しかし、どちらもふっくらとした体つきで毛深く、一見するとよく似ているため、「これはクマバチかな?それともマルハナバチかな?」と見分けるのに迷う方もいらっしゃるかもしれません。図鑑を見ても、似た写真が並んでいると、なかなか判別が難しいと感じることもあるかと思います。

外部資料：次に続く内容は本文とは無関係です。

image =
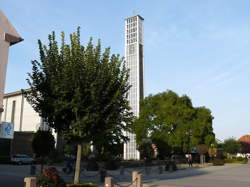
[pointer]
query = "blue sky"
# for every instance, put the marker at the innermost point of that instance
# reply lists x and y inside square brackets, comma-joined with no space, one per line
[193,47]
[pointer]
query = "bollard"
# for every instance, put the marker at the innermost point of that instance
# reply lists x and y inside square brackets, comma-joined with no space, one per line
[139,180]
[103,174]
[32,169]
[147,170]
[108,182]
[30,181]
[171,167]
[134,177]
[160,169]
[121,170]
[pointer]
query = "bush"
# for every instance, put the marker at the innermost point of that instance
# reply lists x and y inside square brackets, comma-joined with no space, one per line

この記事では、都市部や近郊でよく見られるクマバチとマルハナバチを見分けるための、具体的なポイントをいくつかご紹介します。それぞれの特徴や生態を知ることで、観察がさらに楽しくなるはずです。
クマバチとマルハナバチ、ここが見分けのポイント
クマバチもマルハナバチも、スズメバチのような細長い体ではなく、ずんぐりとして丸い体つきをしているのが特徴です。全身が毛で覆われている点も似ています。しかし、注意深く観察すると、いくつかの明確な違いが見えてきます。
1. 体の「毛深さ」と「光沢」
最も分かりやすい見分け方は、体の「毛深さ」と「光沢」です。
- クマバチ: 全身が毛で覆われていますが、特に胸の部分の毛が密で黄色っぽい(あるいは黄土色や褐色)のに対し、お腹(腹部)の背面は毛が少なく、黒く光沢があるのが大きな特徴です。金属光沢を帯びて見えることもあります。

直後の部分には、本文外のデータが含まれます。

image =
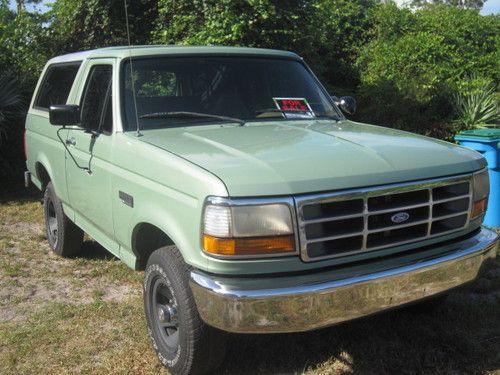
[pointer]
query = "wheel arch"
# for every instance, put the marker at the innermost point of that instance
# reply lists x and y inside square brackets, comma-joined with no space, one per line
[42,174]
[146,238]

- マルハナバチ: クマバチに比べると、全身の毛が非常によく発達しており、ふかふかとした印象を与えます。お腹の部分までしっかりと毛で覆われており、クマバチのように黒く光沢のある部分は見えません。毛の色は種類によって黄色、オレンジ色、白色など様々です。
もし写真で判別する際は、腹部の背面に注目してみてください。テカテカと光っているように見えればクマバチの可能性が高いでしょう。
2. 顔つき(特にオス)
顔つきも種類を見分ける手がかりになります。特にクマバチのオスは独特の顔をしています。
- クマバチ: オスの顔は、額から上唇にかけての広い範囲が明るい黄色をしています。メスは全身が黒っぽい毛で覆われており、顔も黒っぽいので、顔の色で雌雄を見分けることができます。ちなみに、クマバチのオスは針を持たず、人を刺すことはありません。
- マルハナバチ: オスもメスも顔全体が毛で覆われており、クマバチのオスのように顔の一部が目立つ黄色になることはありません。種類によって毛の色合いは異なります。
花に来ているハチの顔が黄色ければ、それはクマバチのオスであると判断できます。
3. 飛び方と羽音
飛び方や羽音にも違いが見られます。
- クマバチ: 体が大きいため、羽音は比較的低く、力強い「ブンブン」という音です。花の前でホバリング(空中で静止すること)が得意で、器用に蜜を吸う姿を見かけます。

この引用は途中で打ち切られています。